As ruas de Santiago seguem ocupadas por milhares de pessoas que não as abandonam, apesar da repressão, muito menos pelo acordo assinado entre o governo e a oposição para desmobilizar os protestos. Trata-se do Acordo pela paz e a nova Constituição, que não garante nem uma e nem outra e que é uma mostra de que os políticos continuam virando as costas para a população.
No dia 14 de novembro, todos os partidos, de esquerda e direita, com exceção do Partido Comunista, assinaram um acordo que prevê um plebiscito em abril de 2020, onde a população decidirá se deseja uma nova Constituição e se os constituintes serão metade parlamentares e metade eleitos ou se todos deverão ser eleitos. Além disso, exige que haja dois terços para aprovar os acordos.
Pela esquerda, assinaram o Partido Socialista, o Partido pela Democracia, a Revolução Democrática e a Frente Ampla, com a rejeição de dezenas de dirigentes que consideraram que isso é essencialmente contrário às exigências que as diferentes e diversas manifestações enunciam nas ruas do Chile.
Assim como está acontecendo nos principais conflitos em toda a América Latina, foram as feministas e povos originários que deram nome aos fatos da forma mais clara e contundente.
Uma declaração da Coordenação Feminista 8M rejeita a impunidade e afirma: este acordo salva de sua própria crise um governo criminoso, que governou com as mãos manchadas de sangue. Imputa ao presidente Sebastián Piñera mortes, mutilações, violência política sexual, torturas, sequestros e desaparecimentos.
As feministas afirmam que a convocação de uma constituinte nessas condições é um novo Congresso sob medida para os partidos, para aqueles que causaram essa crise e que administram a precarização de nossas vidas. Argumentam que o objetivo final do acordo é retirá-las das ruas para se tornarem espectadoras mais uma vez.
O mundo mapuche se expressou por meio de três organizações, pelo menos: a Aliança Territorial Mapuche, o parlamento Koz Koz e o coletivo de informações Mapuexpress.
Esse coletivo faz uma recontagem dos danos causados pela repressão, destacando a violência sexual e as torturas. Por isso, destaca-se que o acordo de paz foi assinado no contexto de terrorismo do Estado, mediante a aplicação da Lei de Segurança Interna da ditadura de Pinochet. O maior risco é que as forças político-empresariais que apoiaram a ditadura e conseguiram maioria no Parlamento, com a democracia, acabem sendo as que redijam a nova Constituição.

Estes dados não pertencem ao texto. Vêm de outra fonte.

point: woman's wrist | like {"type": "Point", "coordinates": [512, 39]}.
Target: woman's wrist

O Parlamento Mapuche Koz Koz celebra com esse nome o encontro histórico que as comunidades mapuche realizaram na região de Panguipulli (província de Valdivia), pouco depois de terminar a guerra de ocupação militar chilena do território. Seu comunicado afirma que o acordo aposta na desmobilização e afasta a possibilidade de mudanças reais.
Avalia que se trata de confundir o movimento social, já que apenas o mesmo busca criar uma base para continuar usurpando o poder. A Aliança Territorial, por sua parte, solicita a construção de uma assembleia de nações e movimentos que pode ser semelhante ao parlamento indígena e popular do Equador, uma vez que se propõe como um espaço de articulação permanente entre organizações sociais.
No meu modo de ver, o surgimento de povos originários e feministas está modificando a velha cultura política com maior profundidade que qualquer debate ideológico. O impacto é altíssimo e não é fácil de medir. Uma pista disso é que a bandeira mapuche é a mais acenada nas manifestações e que ninguém mais aceita depender de estruturas organizacionais hierárquicas, nem se dobra diante dos caudilhos.
Mulheres antipatriarcais e os povos originários nos ensinam o valor das lideranças coletivas, rejeitando os caciques de esquerda, os partidos e o vanguardismo.
A prioridade para as pessoas organizadas e mobilizadas é a construção de seus espaços próprios e seguros, com relações face a face, de confiança mútua, que possuem maior importância do que programas abstratos que tem pouca utilidade, já que quando chega o momento de colocá-los em prática, esses mesmos caudilhos que os redigiram, os deixam de lado. Os conselhos abertos vão nessa direção.
Como ensinam as intervenções de Silvia Rivera Cusicanqui, Rita Segato, María Galindo e ‘Mulheres Criando’, bem como de setores da CONAIE e de mulheres equatorianas, há uma rejeição explícita à cultura machista-vanguardista de colocar todas as forças para aniquilar o inimigo.
Pelo levante zapatista, debatemos se para mudar o mundo é preciso ocupar o Estado. Elas ativaram o debate. Está nascendo um modo antipatriarcal e anticolonial de fazer política.